Vale Brian Ahearne. I do not remember whether it was Neil or Isabel Trease who said to me, ‘You should come out to Lyrebird Walk to see what’s going on—what the men are doing out there.’ I did that, and when I arrived at Lyrebird Walk apparently Parks Victoria had closed the park. Brian Ahearne had decided to go out every Wednesday and start to clean up so that people could start to use Lyrebird Walk again. Neil Trease went with him, with the support of his wife, Isabel, and that is how the Wednesday Warriors started. When I met them, I went out there and saw what they were doing in the park—how they we rehabilitating the park, the weeds, the bridges, the walks, everything—and I called them the Wednesday Warriors.
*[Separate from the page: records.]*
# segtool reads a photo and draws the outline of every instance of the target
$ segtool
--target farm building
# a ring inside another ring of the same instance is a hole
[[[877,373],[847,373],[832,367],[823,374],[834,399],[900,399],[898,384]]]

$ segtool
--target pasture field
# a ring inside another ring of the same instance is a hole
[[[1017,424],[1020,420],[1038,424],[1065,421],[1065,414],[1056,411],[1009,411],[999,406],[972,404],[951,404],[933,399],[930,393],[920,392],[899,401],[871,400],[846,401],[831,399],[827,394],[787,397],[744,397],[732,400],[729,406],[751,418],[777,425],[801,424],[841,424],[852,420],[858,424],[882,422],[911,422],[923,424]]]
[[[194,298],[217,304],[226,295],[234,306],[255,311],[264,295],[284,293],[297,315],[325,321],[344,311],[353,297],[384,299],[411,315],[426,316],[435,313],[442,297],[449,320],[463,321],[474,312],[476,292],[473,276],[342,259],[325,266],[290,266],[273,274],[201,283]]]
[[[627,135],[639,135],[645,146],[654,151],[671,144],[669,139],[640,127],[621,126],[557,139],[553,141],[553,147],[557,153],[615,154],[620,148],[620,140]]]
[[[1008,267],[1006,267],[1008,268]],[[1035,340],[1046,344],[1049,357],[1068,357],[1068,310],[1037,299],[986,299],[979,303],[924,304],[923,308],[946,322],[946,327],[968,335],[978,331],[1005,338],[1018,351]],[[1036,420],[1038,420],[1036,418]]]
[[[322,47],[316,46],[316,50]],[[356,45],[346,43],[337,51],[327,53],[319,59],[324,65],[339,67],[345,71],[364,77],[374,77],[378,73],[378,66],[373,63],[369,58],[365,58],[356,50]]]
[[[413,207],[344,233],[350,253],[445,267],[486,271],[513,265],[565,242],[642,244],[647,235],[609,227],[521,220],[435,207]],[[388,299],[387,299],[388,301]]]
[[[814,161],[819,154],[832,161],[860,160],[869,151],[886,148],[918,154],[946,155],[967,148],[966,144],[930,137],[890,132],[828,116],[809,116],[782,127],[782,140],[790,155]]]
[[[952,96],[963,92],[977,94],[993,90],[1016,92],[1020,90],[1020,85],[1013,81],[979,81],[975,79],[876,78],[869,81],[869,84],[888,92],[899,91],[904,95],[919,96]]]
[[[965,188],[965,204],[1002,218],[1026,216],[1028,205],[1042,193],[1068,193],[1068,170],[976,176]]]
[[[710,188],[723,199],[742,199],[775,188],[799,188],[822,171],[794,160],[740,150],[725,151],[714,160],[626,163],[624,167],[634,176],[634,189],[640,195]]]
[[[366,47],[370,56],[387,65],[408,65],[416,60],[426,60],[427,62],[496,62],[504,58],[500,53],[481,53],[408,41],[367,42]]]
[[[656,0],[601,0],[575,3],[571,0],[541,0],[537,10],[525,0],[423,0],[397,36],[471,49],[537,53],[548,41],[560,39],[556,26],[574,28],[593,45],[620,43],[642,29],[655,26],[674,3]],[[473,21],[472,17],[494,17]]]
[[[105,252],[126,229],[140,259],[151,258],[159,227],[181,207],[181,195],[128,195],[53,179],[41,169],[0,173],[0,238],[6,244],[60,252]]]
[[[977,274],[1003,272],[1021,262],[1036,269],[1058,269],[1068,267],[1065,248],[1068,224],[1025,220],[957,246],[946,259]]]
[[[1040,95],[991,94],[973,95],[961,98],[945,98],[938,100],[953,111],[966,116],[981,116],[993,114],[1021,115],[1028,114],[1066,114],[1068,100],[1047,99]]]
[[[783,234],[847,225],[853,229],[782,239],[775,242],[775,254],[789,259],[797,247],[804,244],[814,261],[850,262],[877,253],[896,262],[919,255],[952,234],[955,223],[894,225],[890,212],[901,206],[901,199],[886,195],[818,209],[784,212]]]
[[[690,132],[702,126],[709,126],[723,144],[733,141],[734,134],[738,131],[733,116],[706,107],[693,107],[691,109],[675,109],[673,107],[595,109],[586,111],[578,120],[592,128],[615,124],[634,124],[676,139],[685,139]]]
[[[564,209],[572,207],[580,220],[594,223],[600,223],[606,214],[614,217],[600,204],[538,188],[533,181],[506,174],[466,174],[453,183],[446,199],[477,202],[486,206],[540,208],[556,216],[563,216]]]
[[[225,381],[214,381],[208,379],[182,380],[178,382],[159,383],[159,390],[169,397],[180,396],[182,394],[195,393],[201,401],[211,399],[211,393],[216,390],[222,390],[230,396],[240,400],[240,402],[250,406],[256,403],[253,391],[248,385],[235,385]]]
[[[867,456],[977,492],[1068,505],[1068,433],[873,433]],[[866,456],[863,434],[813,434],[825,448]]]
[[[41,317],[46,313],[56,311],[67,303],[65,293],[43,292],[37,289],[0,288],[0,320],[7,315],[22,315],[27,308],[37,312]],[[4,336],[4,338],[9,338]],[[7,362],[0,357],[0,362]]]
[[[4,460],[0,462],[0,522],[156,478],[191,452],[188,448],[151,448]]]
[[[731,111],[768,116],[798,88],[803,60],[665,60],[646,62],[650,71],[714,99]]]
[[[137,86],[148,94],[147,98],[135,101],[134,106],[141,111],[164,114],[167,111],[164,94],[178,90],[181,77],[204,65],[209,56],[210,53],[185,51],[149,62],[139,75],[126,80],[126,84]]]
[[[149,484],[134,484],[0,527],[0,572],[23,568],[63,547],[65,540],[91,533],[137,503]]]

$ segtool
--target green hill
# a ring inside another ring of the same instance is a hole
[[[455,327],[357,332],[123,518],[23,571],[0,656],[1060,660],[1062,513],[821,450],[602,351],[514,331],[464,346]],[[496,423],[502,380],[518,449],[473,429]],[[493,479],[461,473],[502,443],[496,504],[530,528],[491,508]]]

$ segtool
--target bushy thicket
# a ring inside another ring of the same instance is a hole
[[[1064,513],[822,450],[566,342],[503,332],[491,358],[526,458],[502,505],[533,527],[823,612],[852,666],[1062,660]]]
They went from two to four to six to eight to 10—how many of them there are now, I am not sure. The member for Charlton said before, ‘Men don’t talk face to face, they talk shoulder to shoulder.’
We arrived at the Mirboo North Memorial Hall on Friday because of the sad passing of Brian Ahearne, and I saw the Wednesday Warriors there. They were putting out more and more and more chairs because people were arriving and arriving and arriving. Their son spoke beautifully of their father. His daughter was there for support. Their grandchildren spoke beautifully.
I was asked by the Wednesday Warriors to come and join them and speak about Brian. After we had been to Lyrebird Walk that day and saw the work that they were doing and tasted Brian’s beautiful gourmet sandwiches and morning tea—he was a marvellous cook—I hopped in the car and I said, ‘I reckon I know that guy. I reckon I know him. I don’t know how.’ I did not know him, until Phil Toovey got up the other day at the service, and it twigged. When I was active in disability services 30 years ago, so was Brian Ahearne. I remembered him for all those days. I said in my address that people with disabilities are better off for the fact that Brian Ahearne lived. Men, in the Mirboo North area particularly, are better off because Brian Ahearne lived. The community in general—the swimming pool and all the other organisations that he was in—were better off because Brian Ahearne lived his life. That is why there were so many people gathered at Mirboo North to celebrate his life. And I do mean celebrate his life. Vale Brian Ahearne, a man of the people.